Antropolog Emily Martin 1991’de yayınlanan “Yumurta ve Sperm: Bilimin Basmakalıp Kadınlık ve Erkekli̇k Rolleri̇ne Dayanarak Oluşturduğu Romanti̇zm” başlıklı makalesinde, biyoloji ve tıp metinlerinde kullanılan dili inceleyerek yumurta ve spermin nasıl basmakalıp kadınlık ve erkeklik rolleri üzerinden ele alındığını tartışır.
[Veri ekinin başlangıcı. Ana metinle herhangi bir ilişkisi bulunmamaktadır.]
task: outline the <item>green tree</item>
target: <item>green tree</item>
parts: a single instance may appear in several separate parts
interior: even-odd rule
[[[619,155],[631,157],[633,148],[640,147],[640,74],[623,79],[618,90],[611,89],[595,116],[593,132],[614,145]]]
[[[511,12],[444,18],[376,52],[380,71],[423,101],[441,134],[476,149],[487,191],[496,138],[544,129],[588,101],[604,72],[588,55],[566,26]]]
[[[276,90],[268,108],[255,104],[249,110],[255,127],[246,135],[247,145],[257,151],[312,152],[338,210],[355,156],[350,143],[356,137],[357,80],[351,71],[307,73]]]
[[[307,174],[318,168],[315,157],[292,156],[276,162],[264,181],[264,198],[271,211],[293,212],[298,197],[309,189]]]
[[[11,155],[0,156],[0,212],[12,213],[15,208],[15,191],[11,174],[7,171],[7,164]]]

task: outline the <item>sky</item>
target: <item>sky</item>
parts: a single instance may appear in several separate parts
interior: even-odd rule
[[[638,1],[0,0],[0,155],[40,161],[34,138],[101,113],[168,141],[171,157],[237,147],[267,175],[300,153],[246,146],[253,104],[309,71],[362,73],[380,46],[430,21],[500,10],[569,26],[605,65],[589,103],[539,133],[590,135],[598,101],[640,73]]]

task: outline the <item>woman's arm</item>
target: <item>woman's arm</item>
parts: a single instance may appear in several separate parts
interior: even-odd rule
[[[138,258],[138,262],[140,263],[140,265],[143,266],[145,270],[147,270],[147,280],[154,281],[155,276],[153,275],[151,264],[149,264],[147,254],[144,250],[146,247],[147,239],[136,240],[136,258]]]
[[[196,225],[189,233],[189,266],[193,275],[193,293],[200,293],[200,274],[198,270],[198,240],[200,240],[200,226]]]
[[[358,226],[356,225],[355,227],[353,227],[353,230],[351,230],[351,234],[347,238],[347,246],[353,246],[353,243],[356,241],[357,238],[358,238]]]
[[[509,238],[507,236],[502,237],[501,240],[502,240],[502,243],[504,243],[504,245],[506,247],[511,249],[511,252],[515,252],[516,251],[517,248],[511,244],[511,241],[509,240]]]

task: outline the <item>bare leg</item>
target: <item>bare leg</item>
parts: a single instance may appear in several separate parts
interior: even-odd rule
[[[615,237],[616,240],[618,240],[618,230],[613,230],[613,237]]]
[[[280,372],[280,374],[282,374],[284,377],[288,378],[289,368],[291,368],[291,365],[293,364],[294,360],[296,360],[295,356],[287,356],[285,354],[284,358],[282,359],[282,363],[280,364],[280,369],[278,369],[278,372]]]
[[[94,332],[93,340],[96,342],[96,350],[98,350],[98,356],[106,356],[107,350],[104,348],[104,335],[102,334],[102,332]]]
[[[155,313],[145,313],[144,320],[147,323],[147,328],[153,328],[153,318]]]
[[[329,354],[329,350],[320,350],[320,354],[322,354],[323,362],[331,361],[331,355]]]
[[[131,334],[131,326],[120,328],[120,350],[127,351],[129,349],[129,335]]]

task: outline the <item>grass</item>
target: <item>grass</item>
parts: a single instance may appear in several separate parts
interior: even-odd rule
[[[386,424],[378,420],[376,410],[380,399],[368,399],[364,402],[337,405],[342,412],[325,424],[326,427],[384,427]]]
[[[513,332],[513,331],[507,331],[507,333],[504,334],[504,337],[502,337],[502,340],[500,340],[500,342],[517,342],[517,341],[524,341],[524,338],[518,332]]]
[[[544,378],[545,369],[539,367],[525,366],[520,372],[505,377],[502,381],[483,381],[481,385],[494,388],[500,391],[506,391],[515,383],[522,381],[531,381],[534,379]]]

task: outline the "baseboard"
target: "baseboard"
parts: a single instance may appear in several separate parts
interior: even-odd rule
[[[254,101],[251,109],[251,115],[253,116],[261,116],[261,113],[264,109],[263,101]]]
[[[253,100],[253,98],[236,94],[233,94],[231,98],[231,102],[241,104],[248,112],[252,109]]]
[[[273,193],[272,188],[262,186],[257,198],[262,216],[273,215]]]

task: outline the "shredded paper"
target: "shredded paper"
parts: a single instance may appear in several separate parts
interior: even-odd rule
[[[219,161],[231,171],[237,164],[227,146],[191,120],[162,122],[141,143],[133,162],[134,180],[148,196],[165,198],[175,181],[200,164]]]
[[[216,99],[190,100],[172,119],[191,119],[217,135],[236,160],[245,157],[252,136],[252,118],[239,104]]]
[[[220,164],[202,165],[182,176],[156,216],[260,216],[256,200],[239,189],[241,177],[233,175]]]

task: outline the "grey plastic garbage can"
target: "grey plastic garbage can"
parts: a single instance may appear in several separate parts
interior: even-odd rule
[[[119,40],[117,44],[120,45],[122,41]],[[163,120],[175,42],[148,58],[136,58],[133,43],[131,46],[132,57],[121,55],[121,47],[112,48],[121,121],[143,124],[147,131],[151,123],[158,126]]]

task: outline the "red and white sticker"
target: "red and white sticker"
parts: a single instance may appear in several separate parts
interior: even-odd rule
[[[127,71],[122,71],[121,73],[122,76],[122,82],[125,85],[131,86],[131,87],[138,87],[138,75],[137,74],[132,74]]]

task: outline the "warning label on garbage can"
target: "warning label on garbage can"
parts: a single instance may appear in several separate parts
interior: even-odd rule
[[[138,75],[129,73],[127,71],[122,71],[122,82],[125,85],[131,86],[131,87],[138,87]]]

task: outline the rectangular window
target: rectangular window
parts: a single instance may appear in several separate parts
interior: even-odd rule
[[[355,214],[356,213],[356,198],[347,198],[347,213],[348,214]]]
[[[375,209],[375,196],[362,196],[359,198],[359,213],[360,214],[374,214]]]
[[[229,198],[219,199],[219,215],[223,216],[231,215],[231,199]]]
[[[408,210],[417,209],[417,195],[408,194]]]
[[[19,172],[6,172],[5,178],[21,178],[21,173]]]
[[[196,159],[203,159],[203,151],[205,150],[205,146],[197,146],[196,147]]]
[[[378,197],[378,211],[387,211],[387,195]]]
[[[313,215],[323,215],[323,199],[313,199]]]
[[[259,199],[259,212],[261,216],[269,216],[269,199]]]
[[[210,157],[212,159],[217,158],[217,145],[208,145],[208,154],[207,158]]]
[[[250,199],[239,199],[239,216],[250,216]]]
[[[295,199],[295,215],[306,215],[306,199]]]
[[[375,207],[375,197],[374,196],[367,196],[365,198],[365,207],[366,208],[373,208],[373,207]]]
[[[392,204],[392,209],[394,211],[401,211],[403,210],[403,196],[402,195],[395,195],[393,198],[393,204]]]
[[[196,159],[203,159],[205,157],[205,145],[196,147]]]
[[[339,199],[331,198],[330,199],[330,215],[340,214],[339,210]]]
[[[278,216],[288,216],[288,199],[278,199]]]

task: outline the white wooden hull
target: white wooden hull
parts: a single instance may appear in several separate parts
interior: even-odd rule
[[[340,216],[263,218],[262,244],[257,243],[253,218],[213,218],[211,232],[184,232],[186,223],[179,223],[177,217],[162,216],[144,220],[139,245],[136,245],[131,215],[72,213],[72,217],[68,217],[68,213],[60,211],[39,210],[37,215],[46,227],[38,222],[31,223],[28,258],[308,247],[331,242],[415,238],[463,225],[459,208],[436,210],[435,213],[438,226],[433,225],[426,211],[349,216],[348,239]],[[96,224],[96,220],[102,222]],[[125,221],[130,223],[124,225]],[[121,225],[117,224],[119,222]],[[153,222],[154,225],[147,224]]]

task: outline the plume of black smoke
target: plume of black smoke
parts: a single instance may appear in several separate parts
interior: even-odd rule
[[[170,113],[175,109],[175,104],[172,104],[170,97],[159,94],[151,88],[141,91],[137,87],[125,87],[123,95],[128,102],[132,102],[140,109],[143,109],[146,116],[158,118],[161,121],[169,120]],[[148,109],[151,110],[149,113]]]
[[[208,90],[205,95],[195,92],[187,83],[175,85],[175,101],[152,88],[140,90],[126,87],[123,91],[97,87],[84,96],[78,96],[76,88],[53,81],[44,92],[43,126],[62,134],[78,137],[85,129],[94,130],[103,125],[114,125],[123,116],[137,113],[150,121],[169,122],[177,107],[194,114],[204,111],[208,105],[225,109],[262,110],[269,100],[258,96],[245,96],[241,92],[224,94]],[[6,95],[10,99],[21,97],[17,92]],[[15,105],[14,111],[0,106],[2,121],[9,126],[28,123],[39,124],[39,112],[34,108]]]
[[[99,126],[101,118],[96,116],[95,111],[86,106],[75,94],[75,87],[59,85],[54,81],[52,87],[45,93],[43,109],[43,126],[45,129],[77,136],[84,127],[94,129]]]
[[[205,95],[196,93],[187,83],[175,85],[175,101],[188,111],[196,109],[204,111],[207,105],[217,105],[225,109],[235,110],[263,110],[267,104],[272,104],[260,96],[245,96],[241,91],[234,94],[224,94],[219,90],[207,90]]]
Bilimsel anlatılar tarafından spermin yumurtayı dölleyen aktif ve maceracı bir eril özne, yumurtanın ise kendisini dölleyecek spermi pasif bir şekilde bekleyen, yardıma muhtaç bir genç kadın olarak kişileştirilmesini eleştirir. Bilimsel bir peri masalı üreten bu anlatılar, bağlılık ve rızaya dayalı heteronormatif bir cinsel ilişki algısı üzerine kuruludur. Penetrasyon odaklı olmayan cinsellik, doğum kontrolü ve tecavüz gibi senaryolar ise anlatı dışında bırakılır.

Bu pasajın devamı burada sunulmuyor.